The format is based on [Keep a Changelog](https://keepachangelog.com/en/1.0.0/),
and this project adheres to [Semantic Versioning](https://semver.org/spec/v2.0.0.html).

## [0.0.18]
- remove unnecessary prints
- - remove AnnData things for now

## [0.0.17]
- performance optimizations.
- remove all instances of `bit_vector` and `one_hot_vector` from the core crate + python bindings.

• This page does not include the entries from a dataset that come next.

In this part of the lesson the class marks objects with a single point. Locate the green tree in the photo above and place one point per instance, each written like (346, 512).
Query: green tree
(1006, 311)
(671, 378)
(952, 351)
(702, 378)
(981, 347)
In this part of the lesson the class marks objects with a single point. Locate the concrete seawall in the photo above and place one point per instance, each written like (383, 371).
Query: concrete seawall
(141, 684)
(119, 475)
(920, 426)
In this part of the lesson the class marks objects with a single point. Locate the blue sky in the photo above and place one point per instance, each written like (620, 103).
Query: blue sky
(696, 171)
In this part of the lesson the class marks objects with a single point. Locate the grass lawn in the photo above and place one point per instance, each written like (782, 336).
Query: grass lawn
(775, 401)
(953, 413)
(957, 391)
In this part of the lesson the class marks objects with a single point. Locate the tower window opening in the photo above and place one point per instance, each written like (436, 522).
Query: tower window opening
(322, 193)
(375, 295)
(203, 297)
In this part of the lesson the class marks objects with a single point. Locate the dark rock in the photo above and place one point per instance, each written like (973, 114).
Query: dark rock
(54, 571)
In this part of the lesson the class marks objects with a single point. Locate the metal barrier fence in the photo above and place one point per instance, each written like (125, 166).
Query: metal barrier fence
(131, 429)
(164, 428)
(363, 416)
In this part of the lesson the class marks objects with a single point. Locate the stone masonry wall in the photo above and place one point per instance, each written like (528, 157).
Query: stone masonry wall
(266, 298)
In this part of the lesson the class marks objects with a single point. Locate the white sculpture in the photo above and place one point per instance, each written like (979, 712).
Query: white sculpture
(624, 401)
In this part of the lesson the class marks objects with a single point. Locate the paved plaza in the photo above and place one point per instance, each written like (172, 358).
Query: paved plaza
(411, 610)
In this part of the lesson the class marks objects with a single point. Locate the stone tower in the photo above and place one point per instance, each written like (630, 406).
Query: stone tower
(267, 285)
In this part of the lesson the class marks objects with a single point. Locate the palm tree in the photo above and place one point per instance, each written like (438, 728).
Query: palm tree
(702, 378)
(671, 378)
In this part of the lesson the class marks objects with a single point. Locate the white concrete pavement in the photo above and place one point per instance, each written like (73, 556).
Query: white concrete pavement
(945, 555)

This is because it was going unused, and was causing a lot of unnecessary overhead; both computationally and in developer time.
- add `pad` function to the python bindings.
- updated the type stubs for the python bindings.

## [0.0.16]
- add ability to extract padding and unknown tokens from a tokenizer
- streamline and standardize the addition of padding and unknown tokens to tokenizer vocab if they dont exist
- introduce `rstest` for more robust and streamlined testing
- make the interface to the python bindings when giving regions more flexible by only requiring an object that can have a `chr`, `start`, and `end` attribute

## [0.0.15]
- bump everything to 0.0.15 to fix pypi issues

## [0.0.14]
- introduced concept of padding to the TreeTokenizer
- added basic padding capabilities to the TreeTokenizer
- exposed getters for the unknown and the padding token to the python bindings

## [0.0.13]
- update readmes
- typos

## [0.0.12]
- added more/better documentation

## [0.0.11]
- introduced concept of `TokenizedRegion`.
- `TokenizedRegion`s contain and `id`, `bit_vector`, and `one_hot_vector`.
- `TokenizedRegion`s are yielded by `TokenizedRegionSet`s.
- Added more magic methods to `TokenizedRegionSet` to make it more pythonic.
- More unit tests.

## [0.0.10]
- added .pyi stubs for type hinting inside IDEs

## [0.0.9]
- Fix bug that prevented unknown tokens from being yielded when tokenizing region sets.

## [0.0.8]
- Initial release of the `TreeTokenizer`  for tokenizing traditional region sets (bed files).